The July 31 vote ended a power-sharing government between Mugabe and Tsvangirai after a violent 2008 election produced a disputed outcome. South Africa has mediated between the two ever since on behalf of SADC. Tsvangirai said his Movement for Democratic Change will challenge the results in court and will supply the AU and SADC with a dossier of alleged fraud committed before and during the ballot.
“Zuma urges all political parties in Zimbabwe to accept the outcome of the elections, as election observers reported it to be an expression of the will of the people,” the South African president’s office said in an emailed statement Sunday.
The United States called the vote “deeply flawed,” while Britain said it had “grave concerns over the conduct of the election.”
The European Union said that while voting was “generally peaceful and orderly,” it was “concerned about alleged irregularities and reports of incomplete participation, as well as the identified weaknesses in the electoral process and a lack of transparency,” according to an Aug. 3 statement.
Zimbabwe’s benchmark stock index fell 11 percent Monday, brockerage IH Securities said in Harare. That’s the biggest one- day fall since Nov. 2, 2009.
Zanu-PF illegally bussed voters to polling stations, supplied them with ballot slips, used traditional leaders to sway voting and employed Zimbabwe’s security forces to control the vote, Tsvangirai said Aug. 3. Thousands of voters were turned away because they weren’t on the electoral roll or were told to vote far from where they lived, he said.
While votes for Tsvangirai slipped from 2008 to 1.17 million, Mugabe almost doubled his total to 2.11 million. Zanu- PF achieved a similar feat in several constituencies it won back from the MDC.

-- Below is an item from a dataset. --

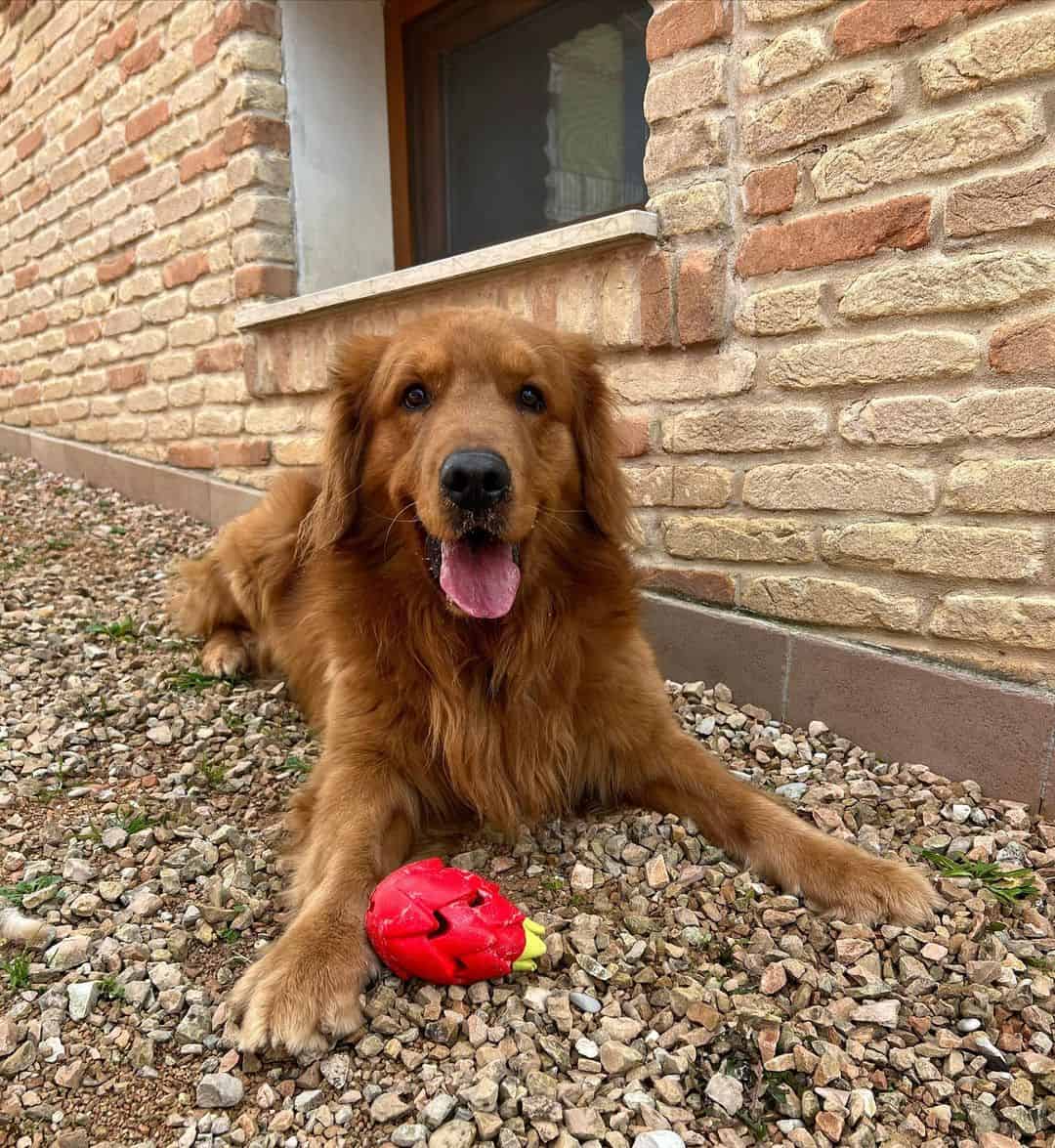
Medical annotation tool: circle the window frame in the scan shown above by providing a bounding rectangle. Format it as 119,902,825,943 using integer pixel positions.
385,0,633,270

The AU and SADC sent 69 and 442 observers, respectively. Speaking before the release of the final results, the head of the AU observer mission, former Nigerian President Olusegun Obasanjo, said the vote should stand as “the election is free” and “fairly credible.”

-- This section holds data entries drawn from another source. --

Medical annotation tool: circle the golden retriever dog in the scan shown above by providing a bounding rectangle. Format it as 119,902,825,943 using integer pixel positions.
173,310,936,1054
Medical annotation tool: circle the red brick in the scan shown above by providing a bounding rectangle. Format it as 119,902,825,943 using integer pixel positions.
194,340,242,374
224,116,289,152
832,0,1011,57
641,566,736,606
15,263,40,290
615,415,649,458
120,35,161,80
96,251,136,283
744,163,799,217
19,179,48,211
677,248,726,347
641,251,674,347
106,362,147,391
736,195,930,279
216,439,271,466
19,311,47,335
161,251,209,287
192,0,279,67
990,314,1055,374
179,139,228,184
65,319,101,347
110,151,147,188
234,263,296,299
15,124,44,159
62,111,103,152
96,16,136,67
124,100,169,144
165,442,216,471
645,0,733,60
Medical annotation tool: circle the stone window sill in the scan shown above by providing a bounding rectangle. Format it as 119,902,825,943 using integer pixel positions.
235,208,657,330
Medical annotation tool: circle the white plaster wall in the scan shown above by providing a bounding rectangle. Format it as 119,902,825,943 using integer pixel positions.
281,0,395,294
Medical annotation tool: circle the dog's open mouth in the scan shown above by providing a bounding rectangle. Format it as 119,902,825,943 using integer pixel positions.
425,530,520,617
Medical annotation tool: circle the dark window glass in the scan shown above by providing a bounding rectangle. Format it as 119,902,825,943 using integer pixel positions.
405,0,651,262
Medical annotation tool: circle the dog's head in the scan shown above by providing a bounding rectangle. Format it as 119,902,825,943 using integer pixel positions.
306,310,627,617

SADC’s final findings that will be ready within 30 days probably won’t reverse the group’s decision to endorse the vote, Tanzanian Foreign Minister Bernard Membe said in an interview. While the vote was “free and peaceful,” the regional body hasn’t determined if it was fair, he said. The Zimbabwe Election Support Network, which had almost 10 times as many observers as the AU and SADC, said the ballot was “seriously compromised” because as many as 1 million voters in the MDC’s urban strongholds were left off the electoral roll.
The “credibility, legitimacy, free and fair conduct” of the election and its “reliability as the true expression of the will of the people of Zimbabwe have been highly compromised,” a body of non-governmental groups from across the SADC that sent 150 observers to mainly rural areas said Aug. 2.
Zanu-PF won 160 parliamentary seats, compared with 49 for the MDC and one for an independent candidate, according to the Zimbabwe Electoral Commission. A further 60 are reserved for women and allocated by proportional representation.
“We are now going to implement our indigenization and empowerment policy as a guideline to guide and govern for the next five years,” Defense Minister Emerson Mnangagwa said Saturday.
Mugabe and Zanu-PF have forced mining companies such as Impala Platinum Holdings and Anglo American Platinum to cede majority stakes in their local assets to black Zimbabweans or the government. The southern African nation has the world’s second-biggest platinum and chrome reserves, as well as diamond, gold and coal deposits. Tsvangirai has promised to repeal the measure.
With the necessary two-thirds majority to amend a constitution only passed in March, Zanu-PF’s Justice Minister Patrick Chinamasa on Aug. 2 said the charter “will need cleaning up.”